Once, when Pádraig spoke of faith expressions in Northern Ireland, he used the word “Christianities.” “This is important language,” he explained. “There really is no such thing as Christianity as a singular identity.”

More than once I heard Pádraig say, “We need to populate our language with plurals.” Singular language often impoverishes our understanding of issues and ideas.

A few years ago, I interviewed Jacob Davis for my book Where the River Bends. Jacob is a good friend incarcerated in Tennessee for first-degree murder. We spoke about forgiveness, and at one point he said with passion, “The man I am now didn’t do it! The person who did do it wasn’t in a normal state. So if I forgive myself, I forgive my old self. Identity is quite slippery.”

Jacob understood, like Pádraig, that we are all multitudes, and we hold complexity within us. Once, when Pádraig I discussed toxic masculinity driving from Belfast to Corrymeela, he said, “We’d be wise to talk of toxic masculinities; masculinity isn’t a monolith.”

I am thinking too of the story in Mark’s Gospel where Jesus exorcises the demons from the possessed man in the country of the Gerasenes. When he asks the man his name, the man replies, “Legion, for we are many.” In addition to the political commentary of the name Legion, perhaps Mark tells the story this way to teach us something of identity: namely, that there is no identity; there are only identities. For we are many.

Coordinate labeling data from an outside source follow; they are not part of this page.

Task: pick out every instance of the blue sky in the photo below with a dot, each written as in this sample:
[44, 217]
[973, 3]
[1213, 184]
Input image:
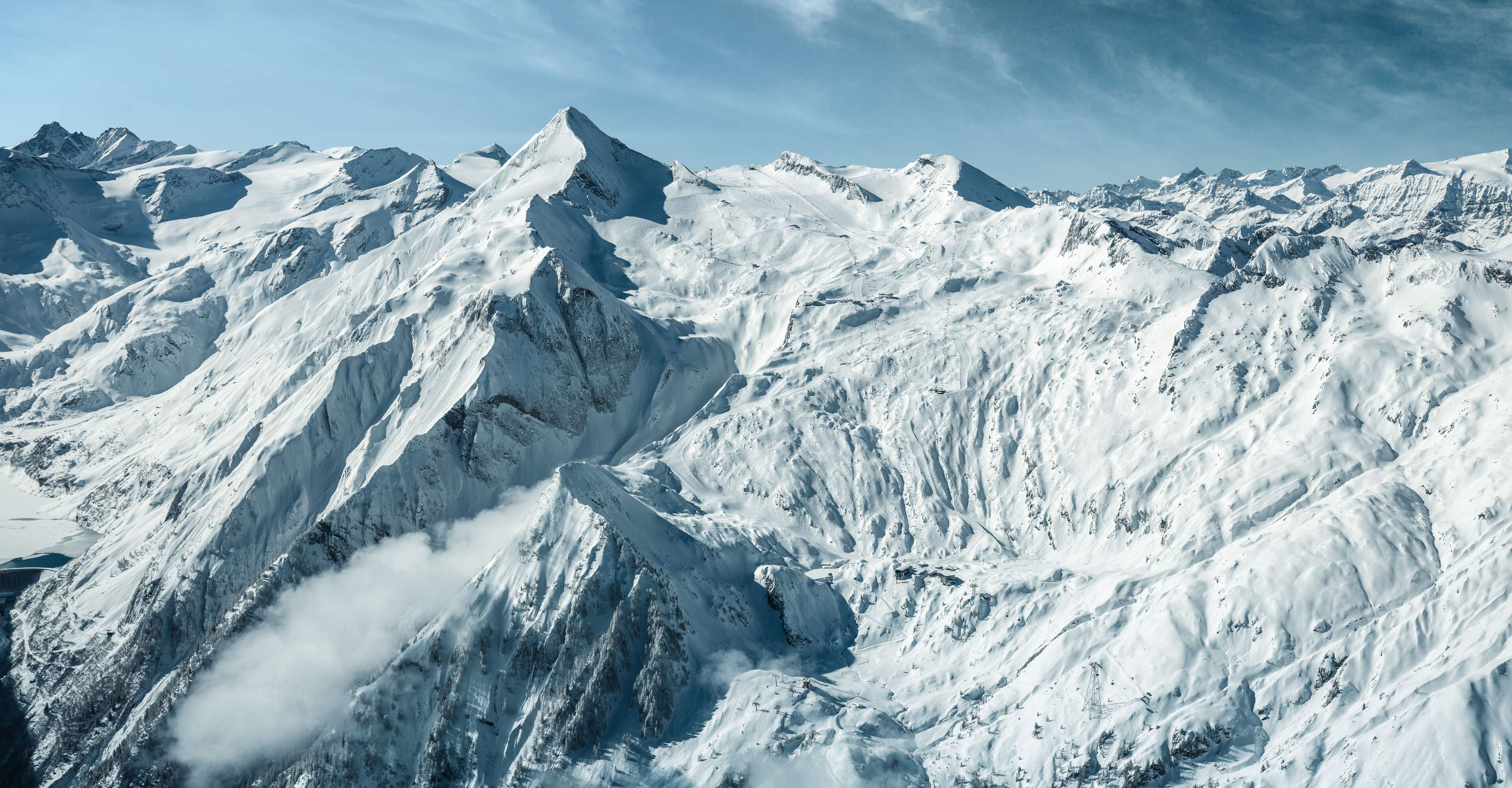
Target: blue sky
[1036, 93]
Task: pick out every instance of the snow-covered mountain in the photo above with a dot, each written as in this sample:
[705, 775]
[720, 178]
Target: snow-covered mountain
[841, 476]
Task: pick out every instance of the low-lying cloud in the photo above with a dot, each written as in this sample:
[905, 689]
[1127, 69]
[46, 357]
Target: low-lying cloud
[286, 680]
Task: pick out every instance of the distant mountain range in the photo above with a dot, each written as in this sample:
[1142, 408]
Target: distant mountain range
[841, 476]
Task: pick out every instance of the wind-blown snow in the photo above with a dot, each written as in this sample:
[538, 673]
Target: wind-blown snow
[852, 476]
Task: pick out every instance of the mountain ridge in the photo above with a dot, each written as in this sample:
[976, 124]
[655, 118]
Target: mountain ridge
[852, 476]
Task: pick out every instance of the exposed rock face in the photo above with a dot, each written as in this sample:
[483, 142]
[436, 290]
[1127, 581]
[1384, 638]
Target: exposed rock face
[852, 476]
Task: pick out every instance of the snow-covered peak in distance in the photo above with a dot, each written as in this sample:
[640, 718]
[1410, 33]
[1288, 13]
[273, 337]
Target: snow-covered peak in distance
[590, 170]
[115, 149]
[477, 167]
[853, 476]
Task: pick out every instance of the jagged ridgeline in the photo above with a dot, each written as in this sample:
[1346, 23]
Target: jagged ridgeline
[847, 476]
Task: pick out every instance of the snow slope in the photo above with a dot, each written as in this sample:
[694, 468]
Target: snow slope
[852, 476]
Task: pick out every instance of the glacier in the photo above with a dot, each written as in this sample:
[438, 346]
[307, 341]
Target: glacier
[838, 476]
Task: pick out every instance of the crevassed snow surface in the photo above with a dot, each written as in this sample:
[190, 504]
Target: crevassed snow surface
[852, 476]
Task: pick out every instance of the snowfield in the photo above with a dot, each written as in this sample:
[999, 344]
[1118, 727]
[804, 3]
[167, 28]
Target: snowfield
[840, 476]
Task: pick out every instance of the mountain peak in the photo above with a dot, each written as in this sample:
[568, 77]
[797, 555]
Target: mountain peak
[115, 149]
[574, 159]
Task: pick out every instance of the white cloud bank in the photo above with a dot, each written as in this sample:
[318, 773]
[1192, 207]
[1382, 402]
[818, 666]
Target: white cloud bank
[282, 683]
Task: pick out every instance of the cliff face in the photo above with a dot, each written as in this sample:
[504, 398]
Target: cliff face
[852, 476]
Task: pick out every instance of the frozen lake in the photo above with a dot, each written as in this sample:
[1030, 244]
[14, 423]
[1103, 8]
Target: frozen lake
[25, 530]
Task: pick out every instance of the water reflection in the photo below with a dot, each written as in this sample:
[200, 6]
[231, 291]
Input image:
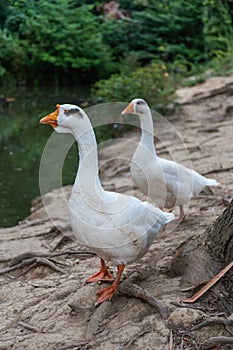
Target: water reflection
[22, 141]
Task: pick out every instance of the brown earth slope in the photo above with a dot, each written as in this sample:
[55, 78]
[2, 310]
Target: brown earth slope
[45, 302]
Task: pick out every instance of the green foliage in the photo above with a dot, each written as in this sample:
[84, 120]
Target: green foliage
[54, 36]
[68, 40]
[151, 82]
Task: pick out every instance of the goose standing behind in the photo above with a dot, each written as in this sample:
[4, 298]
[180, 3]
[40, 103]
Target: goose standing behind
[117, 227]
[166, 182]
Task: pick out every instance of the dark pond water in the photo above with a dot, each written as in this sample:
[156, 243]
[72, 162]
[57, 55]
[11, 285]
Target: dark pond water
[22, 140]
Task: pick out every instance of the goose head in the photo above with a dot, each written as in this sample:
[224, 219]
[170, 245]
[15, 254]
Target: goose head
[66, 119]
[137, 106]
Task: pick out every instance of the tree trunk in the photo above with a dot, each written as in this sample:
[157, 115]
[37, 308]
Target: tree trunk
[201, 257]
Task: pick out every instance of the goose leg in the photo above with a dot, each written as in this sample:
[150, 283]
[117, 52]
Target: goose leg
[103, 273]
[107, 293]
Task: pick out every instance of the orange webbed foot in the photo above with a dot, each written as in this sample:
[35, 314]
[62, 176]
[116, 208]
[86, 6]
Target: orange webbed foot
[106, 294]
[102, 275]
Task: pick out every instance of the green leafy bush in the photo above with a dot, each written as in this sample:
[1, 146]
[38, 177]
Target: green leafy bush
[152, 83]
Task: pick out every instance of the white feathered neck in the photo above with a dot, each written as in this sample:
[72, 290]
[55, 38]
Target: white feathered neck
[87, 177]
[147, 135]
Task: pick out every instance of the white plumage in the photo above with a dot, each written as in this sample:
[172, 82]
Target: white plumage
[117, 227]
[166, 182]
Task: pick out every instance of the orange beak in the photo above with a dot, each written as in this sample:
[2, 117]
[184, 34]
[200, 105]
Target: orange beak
[129, 109]
[51, 118]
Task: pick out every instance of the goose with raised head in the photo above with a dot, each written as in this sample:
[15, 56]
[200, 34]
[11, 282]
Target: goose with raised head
[166, 182]
[117, 227]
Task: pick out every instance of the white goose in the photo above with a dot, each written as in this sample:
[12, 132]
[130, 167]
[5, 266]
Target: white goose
[166, 182]
[117, 227]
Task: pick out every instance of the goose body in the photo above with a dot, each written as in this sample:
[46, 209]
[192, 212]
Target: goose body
[117, 227]
[166, 182]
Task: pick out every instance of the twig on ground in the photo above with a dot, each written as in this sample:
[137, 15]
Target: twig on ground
[193, 288]
[215, 342]
[219, 170]
[208, 285]
[28, 223]
[171, 341]
[195, 307]
[28, 326]
[36, 258]
[212, 321]
[78, 346]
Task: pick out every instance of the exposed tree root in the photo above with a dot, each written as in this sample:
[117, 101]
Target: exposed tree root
[134, 338]
[99, 315]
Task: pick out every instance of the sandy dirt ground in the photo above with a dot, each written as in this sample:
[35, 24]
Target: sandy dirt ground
[45, 302]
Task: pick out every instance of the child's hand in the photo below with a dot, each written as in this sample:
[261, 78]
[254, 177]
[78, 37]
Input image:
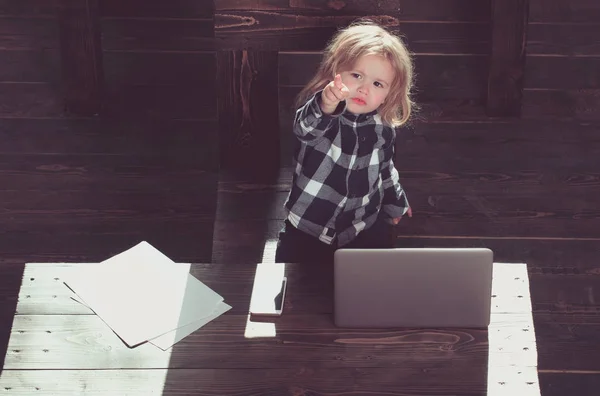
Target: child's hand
[333, 94]
[397, 219]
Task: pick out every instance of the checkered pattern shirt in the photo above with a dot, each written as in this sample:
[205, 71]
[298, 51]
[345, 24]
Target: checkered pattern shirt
[344, 173]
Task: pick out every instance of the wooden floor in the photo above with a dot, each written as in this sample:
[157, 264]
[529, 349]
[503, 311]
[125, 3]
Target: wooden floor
[529, 190]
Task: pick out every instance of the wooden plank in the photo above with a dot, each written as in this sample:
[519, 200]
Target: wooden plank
[507, 62]
[30, 8]
[81, 56]
[40, 340]
[79, 209]
[247, 106]
[185, 241]
[568, 342]
[85, 342]
[558, 383]
[124, 102]
[567, 104]
[246, 382]
[193, 138]
[196, 70]
[550, 39]
[587, 11]
[288, 31]
[27, 33]
[43, 293]
[257, 238]
[44, 173]
[463, 77]
[30, 100]
[30, 66]
[565, 73]
[159, 102]
[135, 34]
[572, 294]
[157, 9]
[433, 10]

The magnificent Nigerian novelist Chimamanda Adichie speaks of the danger of single stories in her remarkable TED Talk. She tells that single stories are stories that depict only one side to a person or an event. These stories are damaging because they produce stereotypes. And the problem with stereotypes is not that they are untrue necessarily, but rather that they are incomplete. There’s always more to the story.

We forget this sometimes, especially in times of division. One of the first casualties in any conflict is nuance. It’s much easier to fight something or someone when you can use simple, unflattering definitions. And yet, Pádraig, Jacob, Legion, and Chimamanda all know better—and I think the rest of us do too.

Populating our language with plurals may help us remember that we are all multitudes. Even the person we think we totally understand—we don’t. Our simple, un-nuanced, stereotypical ways of speaking need always to be further complicated.